So started experimenting with the burst expect vectorized and found out that a very simple case doesn’t work as expected.
.
The code.
public void Execute(ArchetypeChunk batchInChunk, int batchIndex, int indexOfFirstEntityInQuery)
{
NativeArray<TargetInternalOptimized2>.ReadOnly targets =
batchInChunk.GetNativeArray(this.tHandle).AsReadOnly();
for (int index = batchInChunk.Count - 1; index >= 0; index--)
{
Unity.Burst.CompilerServices.Loop.ExpectVectorized();
var target = targets[index];
}
}
Component that breaks vectorization.
public struct TargetInternalOptimized2 : IComponentData
{
//xyz position, w entityQueryIndex
public float4 positionAndQueryIndex;
}
This doesn‘t perform any work. I‘d expect the compiler to optimize this away. Nothing to vectorize.

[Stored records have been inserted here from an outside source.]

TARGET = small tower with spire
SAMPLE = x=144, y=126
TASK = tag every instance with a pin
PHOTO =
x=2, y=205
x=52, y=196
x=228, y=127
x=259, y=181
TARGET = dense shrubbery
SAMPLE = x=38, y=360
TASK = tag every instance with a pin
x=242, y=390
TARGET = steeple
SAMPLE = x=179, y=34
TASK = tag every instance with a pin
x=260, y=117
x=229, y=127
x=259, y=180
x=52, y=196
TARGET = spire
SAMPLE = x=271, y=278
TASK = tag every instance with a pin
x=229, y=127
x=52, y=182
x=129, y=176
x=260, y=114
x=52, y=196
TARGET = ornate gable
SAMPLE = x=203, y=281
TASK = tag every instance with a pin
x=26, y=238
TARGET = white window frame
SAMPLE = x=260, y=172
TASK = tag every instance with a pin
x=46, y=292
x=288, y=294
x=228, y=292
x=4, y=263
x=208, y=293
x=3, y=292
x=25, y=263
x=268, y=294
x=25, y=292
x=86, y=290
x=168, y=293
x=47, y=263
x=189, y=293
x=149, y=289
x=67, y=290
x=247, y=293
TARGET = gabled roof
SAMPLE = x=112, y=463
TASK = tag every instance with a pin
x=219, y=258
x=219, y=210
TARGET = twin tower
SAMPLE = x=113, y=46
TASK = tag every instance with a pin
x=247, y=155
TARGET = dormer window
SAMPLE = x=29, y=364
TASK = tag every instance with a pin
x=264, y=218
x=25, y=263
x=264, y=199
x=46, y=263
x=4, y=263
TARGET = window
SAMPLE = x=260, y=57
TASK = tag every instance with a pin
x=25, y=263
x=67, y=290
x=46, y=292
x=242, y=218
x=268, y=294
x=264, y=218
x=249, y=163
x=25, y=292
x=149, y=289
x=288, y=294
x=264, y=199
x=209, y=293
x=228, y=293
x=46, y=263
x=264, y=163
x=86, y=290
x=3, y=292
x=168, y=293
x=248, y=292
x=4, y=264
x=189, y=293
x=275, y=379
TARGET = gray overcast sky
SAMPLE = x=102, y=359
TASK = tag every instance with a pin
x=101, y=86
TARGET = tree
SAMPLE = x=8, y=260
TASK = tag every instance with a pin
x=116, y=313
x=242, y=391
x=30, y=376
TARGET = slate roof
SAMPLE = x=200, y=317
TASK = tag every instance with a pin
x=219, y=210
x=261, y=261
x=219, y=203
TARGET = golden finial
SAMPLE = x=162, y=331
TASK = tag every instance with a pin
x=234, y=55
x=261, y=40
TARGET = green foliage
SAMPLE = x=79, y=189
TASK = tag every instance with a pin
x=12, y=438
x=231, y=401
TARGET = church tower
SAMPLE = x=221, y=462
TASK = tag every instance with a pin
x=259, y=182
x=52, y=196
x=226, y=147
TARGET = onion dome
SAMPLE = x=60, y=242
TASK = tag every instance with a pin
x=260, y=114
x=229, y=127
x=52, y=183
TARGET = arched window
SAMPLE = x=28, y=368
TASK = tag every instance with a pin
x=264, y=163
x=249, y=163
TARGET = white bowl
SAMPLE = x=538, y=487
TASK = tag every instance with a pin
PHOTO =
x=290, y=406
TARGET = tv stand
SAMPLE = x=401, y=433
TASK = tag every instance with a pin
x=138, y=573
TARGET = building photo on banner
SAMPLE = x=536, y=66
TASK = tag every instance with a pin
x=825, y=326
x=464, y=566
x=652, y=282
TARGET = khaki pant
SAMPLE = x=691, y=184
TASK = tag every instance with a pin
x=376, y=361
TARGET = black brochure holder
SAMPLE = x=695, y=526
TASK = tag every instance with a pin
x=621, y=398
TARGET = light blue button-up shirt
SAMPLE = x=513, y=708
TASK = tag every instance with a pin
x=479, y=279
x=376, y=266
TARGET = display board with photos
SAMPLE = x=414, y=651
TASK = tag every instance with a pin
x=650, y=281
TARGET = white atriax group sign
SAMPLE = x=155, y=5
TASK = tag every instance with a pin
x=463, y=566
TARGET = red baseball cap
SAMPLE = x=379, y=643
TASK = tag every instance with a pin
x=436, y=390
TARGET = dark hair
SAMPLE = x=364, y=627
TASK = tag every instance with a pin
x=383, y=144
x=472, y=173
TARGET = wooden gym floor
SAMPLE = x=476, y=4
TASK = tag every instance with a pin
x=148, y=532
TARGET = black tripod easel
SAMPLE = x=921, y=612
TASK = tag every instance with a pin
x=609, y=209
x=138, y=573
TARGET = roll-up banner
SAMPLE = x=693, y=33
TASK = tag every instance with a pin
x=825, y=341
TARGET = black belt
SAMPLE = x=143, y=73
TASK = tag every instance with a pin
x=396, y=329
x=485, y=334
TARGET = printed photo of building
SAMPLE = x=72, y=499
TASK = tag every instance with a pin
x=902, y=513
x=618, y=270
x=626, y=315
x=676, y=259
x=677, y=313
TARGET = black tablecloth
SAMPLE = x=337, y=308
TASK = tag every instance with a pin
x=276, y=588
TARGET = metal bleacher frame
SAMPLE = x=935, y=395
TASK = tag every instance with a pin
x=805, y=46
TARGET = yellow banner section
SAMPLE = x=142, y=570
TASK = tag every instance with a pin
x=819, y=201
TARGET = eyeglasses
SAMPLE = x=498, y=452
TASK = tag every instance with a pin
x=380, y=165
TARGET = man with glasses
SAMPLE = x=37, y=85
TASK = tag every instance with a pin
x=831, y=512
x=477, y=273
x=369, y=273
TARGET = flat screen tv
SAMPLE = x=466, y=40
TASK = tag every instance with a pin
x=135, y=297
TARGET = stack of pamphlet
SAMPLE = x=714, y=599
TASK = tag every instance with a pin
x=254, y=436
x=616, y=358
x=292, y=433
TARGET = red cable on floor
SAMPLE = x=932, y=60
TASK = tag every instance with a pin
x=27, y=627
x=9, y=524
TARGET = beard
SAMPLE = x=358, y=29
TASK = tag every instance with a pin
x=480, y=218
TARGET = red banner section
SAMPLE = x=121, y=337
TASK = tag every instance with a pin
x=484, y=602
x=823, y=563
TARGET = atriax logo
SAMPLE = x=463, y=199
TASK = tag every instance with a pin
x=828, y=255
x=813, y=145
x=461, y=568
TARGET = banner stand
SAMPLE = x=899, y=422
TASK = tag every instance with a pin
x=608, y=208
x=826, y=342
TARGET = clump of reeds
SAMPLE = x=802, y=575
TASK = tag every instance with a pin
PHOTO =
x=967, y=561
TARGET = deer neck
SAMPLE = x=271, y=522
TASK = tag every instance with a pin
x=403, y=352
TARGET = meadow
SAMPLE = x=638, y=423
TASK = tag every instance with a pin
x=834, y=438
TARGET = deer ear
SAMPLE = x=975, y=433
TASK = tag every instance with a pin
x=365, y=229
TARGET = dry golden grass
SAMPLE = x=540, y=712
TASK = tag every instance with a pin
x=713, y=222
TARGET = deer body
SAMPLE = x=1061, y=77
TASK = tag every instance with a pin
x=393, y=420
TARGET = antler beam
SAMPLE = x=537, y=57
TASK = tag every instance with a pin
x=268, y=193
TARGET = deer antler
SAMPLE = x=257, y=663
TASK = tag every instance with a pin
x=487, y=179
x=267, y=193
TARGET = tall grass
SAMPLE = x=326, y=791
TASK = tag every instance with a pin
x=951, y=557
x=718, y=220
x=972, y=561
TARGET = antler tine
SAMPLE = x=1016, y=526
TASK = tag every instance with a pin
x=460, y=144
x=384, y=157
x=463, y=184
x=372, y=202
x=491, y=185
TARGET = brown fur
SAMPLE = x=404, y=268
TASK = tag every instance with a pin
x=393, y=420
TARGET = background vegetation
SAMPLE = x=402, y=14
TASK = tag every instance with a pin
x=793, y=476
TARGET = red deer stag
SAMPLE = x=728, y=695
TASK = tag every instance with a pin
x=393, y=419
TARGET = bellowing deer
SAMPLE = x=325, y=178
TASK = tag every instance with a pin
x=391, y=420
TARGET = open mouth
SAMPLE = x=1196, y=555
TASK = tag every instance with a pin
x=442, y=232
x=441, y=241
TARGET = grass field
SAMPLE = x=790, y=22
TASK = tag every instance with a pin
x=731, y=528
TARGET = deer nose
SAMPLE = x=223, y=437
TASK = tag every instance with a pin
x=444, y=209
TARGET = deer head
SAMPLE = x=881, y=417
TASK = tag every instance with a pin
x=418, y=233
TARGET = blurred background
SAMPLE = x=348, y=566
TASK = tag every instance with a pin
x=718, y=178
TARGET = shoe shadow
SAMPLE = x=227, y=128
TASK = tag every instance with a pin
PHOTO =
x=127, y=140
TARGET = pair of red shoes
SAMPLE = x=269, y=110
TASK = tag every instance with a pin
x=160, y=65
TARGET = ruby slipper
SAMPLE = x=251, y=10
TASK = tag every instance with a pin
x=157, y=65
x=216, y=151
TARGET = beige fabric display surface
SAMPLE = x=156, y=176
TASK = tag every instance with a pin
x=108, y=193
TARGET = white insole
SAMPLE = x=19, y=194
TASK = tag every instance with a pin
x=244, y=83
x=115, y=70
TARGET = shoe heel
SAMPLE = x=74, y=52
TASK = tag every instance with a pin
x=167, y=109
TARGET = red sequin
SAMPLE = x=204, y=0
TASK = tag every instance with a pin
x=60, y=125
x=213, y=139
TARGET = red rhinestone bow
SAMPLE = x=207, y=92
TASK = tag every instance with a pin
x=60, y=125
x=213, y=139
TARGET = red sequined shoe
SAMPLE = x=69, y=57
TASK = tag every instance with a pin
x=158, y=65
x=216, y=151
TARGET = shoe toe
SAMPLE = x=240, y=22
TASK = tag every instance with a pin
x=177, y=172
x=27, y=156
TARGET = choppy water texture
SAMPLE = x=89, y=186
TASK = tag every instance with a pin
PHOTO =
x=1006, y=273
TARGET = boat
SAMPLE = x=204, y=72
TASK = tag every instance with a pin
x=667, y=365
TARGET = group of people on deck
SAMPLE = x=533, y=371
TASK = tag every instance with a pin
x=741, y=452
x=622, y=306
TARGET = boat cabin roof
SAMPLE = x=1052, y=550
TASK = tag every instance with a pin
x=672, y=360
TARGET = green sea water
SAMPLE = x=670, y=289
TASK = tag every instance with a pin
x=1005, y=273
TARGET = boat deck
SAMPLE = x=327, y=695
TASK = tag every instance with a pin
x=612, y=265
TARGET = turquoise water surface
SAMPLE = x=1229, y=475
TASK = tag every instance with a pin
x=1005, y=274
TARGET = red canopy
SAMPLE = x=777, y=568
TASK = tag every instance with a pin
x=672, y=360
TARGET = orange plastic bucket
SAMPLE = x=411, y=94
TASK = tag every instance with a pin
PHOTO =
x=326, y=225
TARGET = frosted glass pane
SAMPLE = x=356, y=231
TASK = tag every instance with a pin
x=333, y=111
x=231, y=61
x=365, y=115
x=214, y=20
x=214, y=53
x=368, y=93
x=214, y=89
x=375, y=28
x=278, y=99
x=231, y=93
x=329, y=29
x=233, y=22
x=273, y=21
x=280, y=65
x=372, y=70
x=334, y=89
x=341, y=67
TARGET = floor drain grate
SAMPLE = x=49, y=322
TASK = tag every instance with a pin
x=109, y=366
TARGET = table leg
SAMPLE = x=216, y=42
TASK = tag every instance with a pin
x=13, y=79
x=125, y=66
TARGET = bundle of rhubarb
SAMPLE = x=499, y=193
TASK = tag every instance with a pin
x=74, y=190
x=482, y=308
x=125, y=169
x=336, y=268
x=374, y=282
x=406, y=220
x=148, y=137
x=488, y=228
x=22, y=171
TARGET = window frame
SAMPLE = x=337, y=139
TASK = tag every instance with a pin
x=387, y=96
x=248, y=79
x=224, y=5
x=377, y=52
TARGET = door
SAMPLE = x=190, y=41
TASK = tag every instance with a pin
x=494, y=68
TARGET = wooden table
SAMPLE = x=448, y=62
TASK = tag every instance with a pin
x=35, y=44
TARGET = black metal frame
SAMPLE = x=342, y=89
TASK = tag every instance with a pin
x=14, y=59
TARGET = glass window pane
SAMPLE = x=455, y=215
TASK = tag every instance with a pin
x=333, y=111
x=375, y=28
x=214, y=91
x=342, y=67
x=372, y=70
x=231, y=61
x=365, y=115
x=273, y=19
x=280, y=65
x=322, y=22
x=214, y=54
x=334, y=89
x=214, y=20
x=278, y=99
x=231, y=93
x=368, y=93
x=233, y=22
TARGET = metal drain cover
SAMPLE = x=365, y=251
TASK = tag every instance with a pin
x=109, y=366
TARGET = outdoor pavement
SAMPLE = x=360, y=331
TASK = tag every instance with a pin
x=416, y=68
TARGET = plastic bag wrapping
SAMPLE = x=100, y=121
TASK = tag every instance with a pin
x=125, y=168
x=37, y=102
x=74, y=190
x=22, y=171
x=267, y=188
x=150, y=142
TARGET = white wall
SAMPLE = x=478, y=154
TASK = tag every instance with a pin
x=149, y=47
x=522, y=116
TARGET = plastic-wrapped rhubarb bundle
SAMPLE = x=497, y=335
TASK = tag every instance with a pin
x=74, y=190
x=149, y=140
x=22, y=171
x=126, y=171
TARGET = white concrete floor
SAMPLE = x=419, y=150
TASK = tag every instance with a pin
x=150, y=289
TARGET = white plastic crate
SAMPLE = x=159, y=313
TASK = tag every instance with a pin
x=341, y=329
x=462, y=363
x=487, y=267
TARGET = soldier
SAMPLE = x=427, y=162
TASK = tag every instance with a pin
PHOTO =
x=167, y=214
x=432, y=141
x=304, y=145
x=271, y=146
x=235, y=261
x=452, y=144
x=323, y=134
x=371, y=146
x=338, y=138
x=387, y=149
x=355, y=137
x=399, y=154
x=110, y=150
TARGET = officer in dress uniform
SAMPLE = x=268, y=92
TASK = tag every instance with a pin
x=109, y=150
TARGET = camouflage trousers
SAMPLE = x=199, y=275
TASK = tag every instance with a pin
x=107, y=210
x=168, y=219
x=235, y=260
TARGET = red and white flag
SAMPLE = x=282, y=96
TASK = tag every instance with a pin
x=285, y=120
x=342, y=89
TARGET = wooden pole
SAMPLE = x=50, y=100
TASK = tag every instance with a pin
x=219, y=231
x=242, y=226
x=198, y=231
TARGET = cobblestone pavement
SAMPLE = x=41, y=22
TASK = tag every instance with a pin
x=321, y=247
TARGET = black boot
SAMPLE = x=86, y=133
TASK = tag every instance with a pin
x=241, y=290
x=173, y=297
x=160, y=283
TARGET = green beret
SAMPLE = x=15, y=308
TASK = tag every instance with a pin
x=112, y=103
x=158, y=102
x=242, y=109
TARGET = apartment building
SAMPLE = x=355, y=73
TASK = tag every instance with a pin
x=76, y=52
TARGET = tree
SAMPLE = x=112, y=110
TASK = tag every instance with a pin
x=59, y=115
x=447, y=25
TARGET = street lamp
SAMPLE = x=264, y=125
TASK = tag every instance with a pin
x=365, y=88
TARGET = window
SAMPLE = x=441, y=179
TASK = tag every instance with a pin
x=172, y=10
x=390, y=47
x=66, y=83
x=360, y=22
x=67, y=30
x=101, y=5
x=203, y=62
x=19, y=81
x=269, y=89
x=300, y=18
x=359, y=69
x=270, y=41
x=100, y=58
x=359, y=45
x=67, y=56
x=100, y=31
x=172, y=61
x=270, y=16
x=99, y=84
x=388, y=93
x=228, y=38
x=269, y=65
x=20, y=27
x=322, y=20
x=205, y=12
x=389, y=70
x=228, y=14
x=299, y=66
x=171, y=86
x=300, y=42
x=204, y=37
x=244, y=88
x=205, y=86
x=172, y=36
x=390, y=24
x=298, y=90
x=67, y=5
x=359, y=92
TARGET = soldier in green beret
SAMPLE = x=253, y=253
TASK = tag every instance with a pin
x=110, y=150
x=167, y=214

Try to assign to another array of same type and length.
Someone else has to get into more detail why that happens.
I could not get float4 to vectorize. Float on the other hand works. Maybe the 512 register doesn’t have auto vec support?
On the other hand. Getting the pointers and a memcpy would be much faster.
Some further tips, not necessarily for this case but what I learnt. Burst doesn’t know what to do with structs, so casting to simple type pointers like float4* or Reinterpret an array helps.
Burst has two modes of vectorization. The first mode is loop-vectorization. The second is instruction vectorization. The ExpectVectorized() intrinsic only checks the first, but using the math types like float4 causes Burst to switch to the second mode.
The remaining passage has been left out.